And so what came out of that was a big Vision Zero kind of website and engagement platform that we worked on with their marketing school, the Brandcenter, on creating. And out of it, I think, is going to become a really great resource that’s going to be for the entire city that can be shared for engaging people to understand what it means to be a good pedestrian, what it means to be a good cyclist. And at the end of the day if you’re a pedestrian you also drive a car sometimes, so if you’re one or the other you should be able to be both at all times to know what a car could be and could not be doing. And as a pedestrian that’s going to be important to be safe.
And so for me that’s one of the things I’ve noticed in other cities, is—you know, in Charlottesville, Virginia that’s about 60 miles away from Richmond, the home of UVA, and in that you walk around the streets and the drivers of cars look for you. They actually look to see you’re eyes. If you’re a pedestrian crossing the street or just walking down the sidewalk and you’re coming to an intersection they’re looking for you first before they make a decision. And that’s an important behavior change, and I think that’s something that I want to see embraced here in Richmond.
And I think over the course of this policy introduction, you know, that’s been a key part, is that this is good for getting some staff; this is good for getting some people in key positions to drive this change, but when it comes down to engaging the population that we serve, that becomes the biggest hurdle and opportunity we have to, I think, change behavior. So that comes down to the tactical piece. It’s how do we actually get in the hands and in front of the people the information to remind them what it means to be a safe pedestrian, to be a safe driver of a car, and to make our streets safe for all.
Cohen: Sure. Yeah. No, I think that’s critical. And I like the idea of working with the universities, especially because you have, like you said, so many people there that this might be their first introduction to transit as well. Right?
Cohen: It’s certainly my experience when I went to college that many of my fellow students, that this is their first experience ever with taking any type of shared transit. And that’s a really kind of—college is all about broadening your perspective, and that was a great way to do that. And certainly in Richmond with investments that you’re making in public transit, not just using the VCU transit but also using some of the local Richmond transit, I think, is a great way to kind of get those students more integrated into the community. Right?
Cohen: So you touched on Vision Zero a little bit, and I thought that was interesting. So you talk about in 2017 you took this pledge with the mayor. And that’s something that I’ve thought a lot about because, you know, supporting Vision Zero versus actually committing to Vision Zero. And so you mentioned as part of your omnibus bill here is having a Vision Zero coordinator. Right? And so that’s kind of, like, taking the support for Vision Zero and making it more real—right—saying, like, “We’re putting real dollars behind this,” and making that real.

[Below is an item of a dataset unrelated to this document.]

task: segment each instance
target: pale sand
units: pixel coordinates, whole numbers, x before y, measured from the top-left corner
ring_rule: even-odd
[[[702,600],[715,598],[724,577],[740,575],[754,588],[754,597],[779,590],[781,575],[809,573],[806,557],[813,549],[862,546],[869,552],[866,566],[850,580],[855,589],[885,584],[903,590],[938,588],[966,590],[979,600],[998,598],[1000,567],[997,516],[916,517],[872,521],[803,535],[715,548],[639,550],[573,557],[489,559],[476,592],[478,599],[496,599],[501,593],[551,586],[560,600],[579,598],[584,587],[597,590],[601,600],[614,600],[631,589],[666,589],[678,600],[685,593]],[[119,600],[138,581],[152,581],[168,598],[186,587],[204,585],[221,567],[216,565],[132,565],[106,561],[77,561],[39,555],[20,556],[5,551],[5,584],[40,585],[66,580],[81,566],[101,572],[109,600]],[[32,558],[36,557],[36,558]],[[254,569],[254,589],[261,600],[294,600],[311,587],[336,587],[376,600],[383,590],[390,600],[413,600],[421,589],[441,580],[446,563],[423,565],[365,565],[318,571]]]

So I’m curious. Like, over the course of the last couple of years has there been—you know, obviously you signed this pledge, but is that enough until you’re kind of getting to this point now where’re saying, “All right. We’re actually committing to this” and not only committing to the resources but also some of the tactical aspects that you outlined before around behavioral change and helping drivers understand what’s necessary and the responsibility you have when you’re piloting a vehicle that could kill somebody?
Addison: Yeah. So the dawn and embracing of the vehicle has created, I think, a really interesting change in terms of the landscape of a city. I think you’ve seen a lot of, you know, when we have a traffic issue we add more lanes to our highways and our streets rather than thinking about can we get less cars on the street. You know, we’ve seen the visuals that show the difference between how many people can go through a street on a bike versus a car versus on a bus. And when you look at that change of the paradigm I think you’re looking at the re-urbanization of our country as a challenge to how do you really become a Vision Zero city.

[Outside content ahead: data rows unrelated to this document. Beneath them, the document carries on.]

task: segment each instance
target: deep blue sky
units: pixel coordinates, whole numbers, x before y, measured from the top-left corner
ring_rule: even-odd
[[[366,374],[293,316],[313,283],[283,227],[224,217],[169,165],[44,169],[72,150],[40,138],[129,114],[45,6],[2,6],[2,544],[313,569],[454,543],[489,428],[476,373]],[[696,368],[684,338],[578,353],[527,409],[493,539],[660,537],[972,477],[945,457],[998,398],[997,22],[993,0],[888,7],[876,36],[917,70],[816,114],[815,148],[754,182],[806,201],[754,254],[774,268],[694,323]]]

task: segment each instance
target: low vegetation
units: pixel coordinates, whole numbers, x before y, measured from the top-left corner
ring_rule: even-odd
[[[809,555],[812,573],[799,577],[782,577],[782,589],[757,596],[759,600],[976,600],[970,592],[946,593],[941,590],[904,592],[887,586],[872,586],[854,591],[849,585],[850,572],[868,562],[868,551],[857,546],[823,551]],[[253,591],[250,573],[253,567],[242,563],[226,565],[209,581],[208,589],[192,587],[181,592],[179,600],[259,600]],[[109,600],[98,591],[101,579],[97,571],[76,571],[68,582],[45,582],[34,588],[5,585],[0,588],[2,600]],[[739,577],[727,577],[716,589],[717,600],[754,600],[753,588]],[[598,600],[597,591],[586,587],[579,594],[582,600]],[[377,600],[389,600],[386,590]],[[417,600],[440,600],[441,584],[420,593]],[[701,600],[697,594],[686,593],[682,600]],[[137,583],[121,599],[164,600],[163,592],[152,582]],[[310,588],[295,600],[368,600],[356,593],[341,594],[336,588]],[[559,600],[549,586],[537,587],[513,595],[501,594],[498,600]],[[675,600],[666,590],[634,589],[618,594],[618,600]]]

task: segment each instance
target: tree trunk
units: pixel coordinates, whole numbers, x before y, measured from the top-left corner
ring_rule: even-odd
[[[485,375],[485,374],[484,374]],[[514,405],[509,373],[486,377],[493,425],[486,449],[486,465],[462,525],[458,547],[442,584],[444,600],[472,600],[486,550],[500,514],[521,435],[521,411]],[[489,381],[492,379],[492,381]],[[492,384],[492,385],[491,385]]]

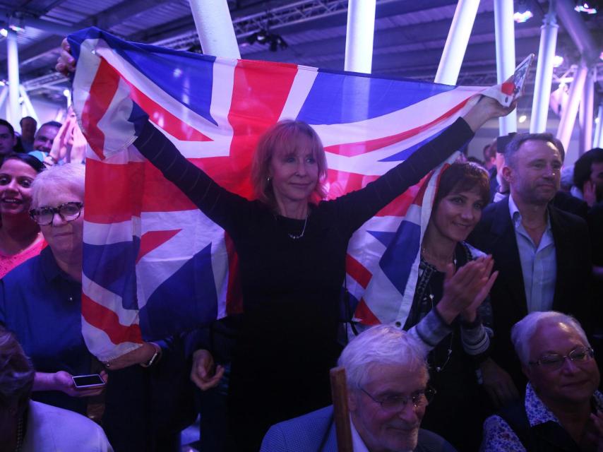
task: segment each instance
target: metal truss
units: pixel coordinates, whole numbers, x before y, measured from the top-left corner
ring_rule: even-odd
[[[396,1],[398,0],[376,0],[376,3],[382,4]],[[347,4],[348,0],[302,0],[262,13],[234,18],[232,26],[237,38],[242,39],[261,30],[275,30],[346,12]],[[199,38],[196,30],[192,30],[153,44],[181,49],[198,44]]]

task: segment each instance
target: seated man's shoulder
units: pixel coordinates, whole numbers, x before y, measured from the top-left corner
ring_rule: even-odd
[[[264,436],[261,452],[316,451],[324,444],[333,422],[329,406],[275,424]]]
[[[414,452],[456,452],[456,449],[438,434],[420,429]]]
[[[554,227],[561,226],[575,232],[585,232],[588,230],[588,223],[580,215],[563,210],[554,206],[551,206],[550,209],[551,222]]]
[[[30,402],[23,452],[110,451],[102,429],[88,417],[45,403]]]

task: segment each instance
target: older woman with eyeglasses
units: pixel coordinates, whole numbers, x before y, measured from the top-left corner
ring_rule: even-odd
[[[85,414],[73,375],[90,374],[92,357],[81,336],[84,167],[40,173],[32,184],[30,215],[48,246],[0,281],[0,324],[15,332],[35,368],[33,398]]]
[[[90,398],[102,387],[75,386],[72,376],[106,376],[82,337],[84,167],[52,167],[32,191],[30,213],[48,246],[0,281],[0,325],[15,333],[31,358],[32,398],[95,420],[102,415],[118,452],[179,450],[188,407],[179,398],[186,394],[179,377],[187,376],[177,338],[144,343],[127,359],[112,362],[104,400]]]
[[[484,424],[482,451],[603,451],[603,394],[584,330],[555,311],[532,312],[511,340],[529,379],[524,400]]]

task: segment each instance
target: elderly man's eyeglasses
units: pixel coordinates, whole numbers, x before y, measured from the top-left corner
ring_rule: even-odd
[[[540,366],[543,369],[557,370],[563,366],[567,358],[572,362],[580,363],[590,361],[595,356],[595,350],[590,347],[580,347],[572,350],[565,356],[559,353],[549,353],[544,355],[537,361],[530,361],[529,364],[535,366]]]
[[[83,203],[71,201],[64,203],[58,207],[39,207],[30,210],[30,216],[40,226],[45,226],[52,222],[54,214],[58,213],[64,221],[69,222],[77,220],[82,213]]]
[[[436,395],[436,390],[428,387],[423,391],[417,391],[412,396],[407,397],[405,396],[388,396],[381,400],[377,400],[367,393],[364,388],[358,386],[358,388],[366,394],[374,402],[381,405],[381,408],[384,411],[390,412],[402,411],[406,408],[406,405],[409,400],[412,402],[412,405],[415,408],[423,408],[429,405],[434,400],[434,396]]]

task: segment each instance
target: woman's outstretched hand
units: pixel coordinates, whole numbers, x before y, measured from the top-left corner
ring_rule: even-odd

We have, you know, in Richmond a lot of infrastructure built in the ’50s, ’60s, and the ’70s that was really focused and geared towards mass volume of cars entering and leaving our city. And in that becomes these six-, eight-lane behemoths of bridges and roads that you as a pedestrian are really hard to cross. And to stop traffic long enough for a pedestrian to walk across that becomes annoying for a lot of people, especially when they’re trying to turn right on a red.
Addison: Which is something that I think is a key part of Vision Zero, is, you know, we’ve done a lot of engagement around people today in our city around what it means to be safe as a pedestrian. And a lot of them will admit, “I cross the street in the middle of the block because when I cross the intersection people don’t look for me when they turn right.”
Addison: And that’s an interesting behavior impact. And I think when you look at Vision Zero as a goal for minimizing and getting to eliminating any traffic fatality due to a crash, that’s one of the things I find is important, is that Vision Zero as a goal should be everyone’s expectation every day.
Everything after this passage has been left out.